We’ve been a little lower profile on updates since things were not turning out as we were hoping or sharing with others. After Thanksgiving with the big disappointment of that weekend’s events in Ethiopia, December was looming before us and I was dreading it. I had really been mentally preparing to be gone from the country, missing out on many Christmas activities, Troy had saved up his vacation for our trip and so it was a tough adjustment to know we would not be travelling that month. In the end it did go quickly and all the festivities of Christmas probably helped it pass. The biggest heartache was just wanting to be with our little girl so we could celebrate with her and start our life with her! Last Christmas was hard after losing the referral of Meskerem and this Christmas had another ache because we were missing Samira.
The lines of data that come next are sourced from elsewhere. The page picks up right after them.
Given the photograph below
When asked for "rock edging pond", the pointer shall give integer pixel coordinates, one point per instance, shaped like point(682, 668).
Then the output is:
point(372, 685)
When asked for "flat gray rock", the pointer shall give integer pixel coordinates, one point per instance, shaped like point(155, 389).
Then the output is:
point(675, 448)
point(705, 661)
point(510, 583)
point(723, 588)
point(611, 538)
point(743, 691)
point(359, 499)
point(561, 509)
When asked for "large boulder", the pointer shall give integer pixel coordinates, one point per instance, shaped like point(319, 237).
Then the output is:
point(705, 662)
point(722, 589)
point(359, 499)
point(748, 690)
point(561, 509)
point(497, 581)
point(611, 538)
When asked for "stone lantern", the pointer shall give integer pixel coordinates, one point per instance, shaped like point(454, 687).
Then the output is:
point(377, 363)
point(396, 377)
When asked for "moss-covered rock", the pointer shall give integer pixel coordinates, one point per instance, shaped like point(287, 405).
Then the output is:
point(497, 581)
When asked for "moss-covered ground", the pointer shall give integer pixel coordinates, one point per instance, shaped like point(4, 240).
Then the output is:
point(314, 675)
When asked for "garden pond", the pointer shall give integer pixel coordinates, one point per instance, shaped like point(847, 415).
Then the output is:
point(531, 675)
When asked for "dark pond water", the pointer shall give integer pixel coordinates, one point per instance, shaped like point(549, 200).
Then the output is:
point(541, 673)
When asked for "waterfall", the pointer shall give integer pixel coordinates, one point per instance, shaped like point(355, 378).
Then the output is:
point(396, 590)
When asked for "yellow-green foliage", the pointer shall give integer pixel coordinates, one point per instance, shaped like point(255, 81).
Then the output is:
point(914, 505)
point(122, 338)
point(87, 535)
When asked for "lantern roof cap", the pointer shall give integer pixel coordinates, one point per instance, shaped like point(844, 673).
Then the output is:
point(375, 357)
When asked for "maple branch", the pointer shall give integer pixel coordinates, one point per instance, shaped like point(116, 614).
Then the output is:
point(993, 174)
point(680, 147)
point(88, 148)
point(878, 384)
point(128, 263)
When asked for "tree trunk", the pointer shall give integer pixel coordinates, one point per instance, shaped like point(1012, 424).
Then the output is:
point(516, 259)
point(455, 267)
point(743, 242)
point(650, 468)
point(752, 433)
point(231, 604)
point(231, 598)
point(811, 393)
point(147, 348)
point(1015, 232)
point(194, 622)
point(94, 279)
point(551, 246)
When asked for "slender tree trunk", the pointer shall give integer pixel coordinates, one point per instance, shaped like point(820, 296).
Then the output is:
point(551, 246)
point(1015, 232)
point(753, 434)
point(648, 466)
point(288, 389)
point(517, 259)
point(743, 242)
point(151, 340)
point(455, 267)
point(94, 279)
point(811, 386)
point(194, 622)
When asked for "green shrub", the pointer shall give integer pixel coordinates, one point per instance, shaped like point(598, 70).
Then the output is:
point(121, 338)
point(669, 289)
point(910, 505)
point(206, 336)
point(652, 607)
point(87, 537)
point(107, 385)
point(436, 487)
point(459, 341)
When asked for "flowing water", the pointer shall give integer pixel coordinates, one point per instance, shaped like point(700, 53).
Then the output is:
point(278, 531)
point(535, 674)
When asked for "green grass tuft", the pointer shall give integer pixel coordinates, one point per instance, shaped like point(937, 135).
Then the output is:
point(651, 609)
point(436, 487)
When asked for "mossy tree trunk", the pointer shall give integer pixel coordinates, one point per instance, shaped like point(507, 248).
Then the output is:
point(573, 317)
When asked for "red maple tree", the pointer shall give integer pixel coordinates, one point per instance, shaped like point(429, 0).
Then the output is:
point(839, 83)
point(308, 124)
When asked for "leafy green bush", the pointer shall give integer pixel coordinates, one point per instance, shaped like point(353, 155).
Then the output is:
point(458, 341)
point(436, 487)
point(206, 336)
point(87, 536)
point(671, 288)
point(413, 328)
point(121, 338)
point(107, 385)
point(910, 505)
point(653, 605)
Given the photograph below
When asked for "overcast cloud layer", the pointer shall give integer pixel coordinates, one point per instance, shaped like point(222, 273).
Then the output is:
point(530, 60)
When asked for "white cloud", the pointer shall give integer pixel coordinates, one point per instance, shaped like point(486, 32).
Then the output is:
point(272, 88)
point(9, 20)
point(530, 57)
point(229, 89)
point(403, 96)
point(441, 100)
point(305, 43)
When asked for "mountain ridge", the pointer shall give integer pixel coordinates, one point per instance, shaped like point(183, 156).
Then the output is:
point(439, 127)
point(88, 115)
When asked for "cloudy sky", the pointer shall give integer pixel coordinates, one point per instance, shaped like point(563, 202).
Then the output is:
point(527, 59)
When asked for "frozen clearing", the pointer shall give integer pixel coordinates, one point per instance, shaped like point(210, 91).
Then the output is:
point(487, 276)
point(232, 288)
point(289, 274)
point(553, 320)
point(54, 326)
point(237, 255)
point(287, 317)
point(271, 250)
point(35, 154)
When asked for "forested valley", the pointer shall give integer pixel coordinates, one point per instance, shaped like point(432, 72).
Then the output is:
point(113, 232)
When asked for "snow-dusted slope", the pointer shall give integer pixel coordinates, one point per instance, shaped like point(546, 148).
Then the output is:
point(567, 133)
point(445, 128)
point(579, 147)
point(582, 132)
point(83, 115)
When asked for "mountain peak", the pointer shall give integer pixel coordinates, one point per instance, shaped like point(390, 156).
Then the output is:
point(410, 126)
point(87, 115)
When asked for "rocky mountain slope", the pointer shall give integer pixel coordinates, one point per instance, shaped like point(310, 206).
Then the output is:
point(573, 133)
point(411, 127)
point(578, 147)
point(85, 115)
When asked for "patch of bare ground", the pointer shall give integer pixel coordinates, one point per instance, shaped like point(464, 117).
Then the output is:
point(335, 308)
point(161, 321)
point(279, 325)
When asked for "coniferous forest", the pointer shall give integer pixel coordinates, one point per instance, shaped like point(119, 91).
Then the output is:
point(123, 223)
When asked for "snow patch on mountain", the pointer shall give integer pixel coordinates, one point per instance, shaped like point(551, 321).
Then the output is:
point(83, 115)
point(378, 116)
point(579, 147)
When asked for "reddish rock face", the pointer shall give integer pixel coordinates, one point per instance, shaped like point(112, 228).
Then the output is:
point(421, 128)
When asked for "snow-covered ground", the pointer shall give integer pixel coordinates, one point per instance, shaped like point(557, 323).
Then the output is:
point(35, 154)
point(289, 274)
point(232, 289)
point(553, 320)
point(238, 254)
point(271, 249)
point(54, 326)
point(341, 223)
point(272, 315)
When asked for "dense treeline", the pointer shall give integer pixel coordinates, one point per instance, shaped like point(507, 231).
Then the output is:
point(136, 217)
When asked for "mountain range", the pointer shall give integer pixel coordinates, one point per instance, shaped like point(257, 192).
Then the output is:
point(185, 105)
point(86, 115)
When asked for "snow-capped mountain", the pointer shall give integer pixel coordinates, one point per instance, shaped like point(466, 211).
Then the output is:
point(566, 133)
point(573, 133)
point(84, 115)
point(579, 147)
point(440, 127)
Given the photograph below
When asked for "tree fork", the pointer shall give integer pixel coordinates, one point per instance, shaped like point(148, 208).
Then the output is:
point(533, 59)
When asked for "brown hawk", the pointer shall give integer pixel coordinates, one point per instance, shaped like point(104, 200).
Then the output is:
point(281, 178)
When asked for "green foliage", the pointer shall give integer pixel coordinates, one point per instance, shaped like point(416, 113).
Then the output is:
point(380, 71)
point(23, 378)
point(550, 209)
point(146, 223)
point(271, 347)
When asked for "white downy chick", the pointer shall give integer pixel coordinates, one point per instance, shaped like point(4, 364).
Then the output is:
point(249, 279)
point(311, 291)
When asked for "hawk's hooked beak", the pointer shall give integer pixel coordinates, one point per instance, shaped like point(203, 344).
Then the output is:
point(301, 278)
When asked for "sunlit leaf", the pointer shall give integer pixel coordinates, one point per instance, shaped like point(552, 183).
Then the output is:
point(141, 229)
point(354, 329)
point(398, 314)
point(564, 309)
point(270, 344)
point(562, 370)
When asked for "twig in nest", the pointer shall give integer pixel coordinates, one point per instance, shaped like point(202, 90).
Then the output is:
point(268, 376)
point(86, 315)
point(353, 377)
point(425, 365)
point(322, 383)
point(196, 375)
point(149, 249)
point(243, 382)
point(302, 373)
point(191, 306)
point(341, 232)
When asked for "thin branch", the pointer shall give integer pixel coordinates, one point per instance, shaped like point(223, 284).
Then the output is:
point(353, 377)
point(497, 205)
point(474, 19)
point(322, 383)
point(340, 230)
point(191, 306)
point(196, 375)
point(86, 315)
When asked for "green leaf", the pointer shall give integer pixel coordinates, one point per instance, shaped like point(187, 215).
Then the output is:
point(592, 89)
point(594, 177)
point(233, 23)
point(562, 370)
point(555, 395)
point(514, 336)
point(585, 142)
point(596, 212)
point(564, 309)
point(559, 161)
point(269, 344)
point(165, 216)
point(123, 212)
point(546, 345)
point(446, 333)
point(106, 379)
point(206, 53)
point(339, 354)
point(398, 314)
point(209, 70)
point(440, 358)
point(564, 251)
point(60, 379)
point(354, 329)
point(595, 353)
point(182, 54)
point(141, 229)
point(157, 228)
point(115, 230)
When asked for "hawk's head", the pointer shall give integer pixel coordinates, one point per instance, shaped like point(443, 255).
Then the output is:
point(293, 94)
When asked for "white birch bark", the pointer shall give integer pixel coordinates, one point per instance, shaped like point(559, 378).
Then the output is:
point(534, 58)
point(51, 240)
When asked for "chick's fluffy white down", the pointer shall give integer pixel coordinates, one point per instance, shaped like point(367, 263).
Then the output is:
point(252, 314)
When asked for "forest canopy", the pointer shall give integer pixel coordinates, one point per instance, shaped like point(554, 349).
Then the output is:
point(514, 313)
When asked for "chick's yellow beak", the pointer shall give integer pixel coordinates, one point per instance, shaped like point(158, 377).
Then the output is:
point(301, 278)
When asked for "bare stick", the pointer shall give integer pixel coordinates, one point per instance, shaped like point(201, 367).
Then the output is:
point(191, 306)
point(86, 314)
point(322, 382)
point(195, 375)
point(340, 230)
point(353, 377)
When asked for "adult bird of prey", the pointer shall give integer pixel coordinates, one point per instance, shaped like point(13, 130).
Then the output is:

2018 has come and we have renewed hope as good progress has been made on our case. Our agency is very optimistic about our case and we really hope we will be travelling no later than next month. If you were to tell me on March 29th, 2017 that it would be 11 months before meeting our daughter I may have thrown in the towel, been in despair, or just felt hopeless. It’s crazy to us it’s been almost that long but the little dates we’d countdown to each time we had a court date or something go on with our case have made it manageable. Although I’d always say to know the date we will go would be so nice to mentally prepare for, I see God’s grace in protecting us from that now. It has kept us on our knees, asking God for His hand in every step since our referral. Things not going as good as they could have would get us down but they did give us smaller goals to look toward until the next appointment or court date. Right now we are praying in the next few weeks the judge has all he needs for our case and will set our court date to appear before him.
We hope the end is in sight…..we are feeling very ready at this point and are eager to start bonding with this precious girl!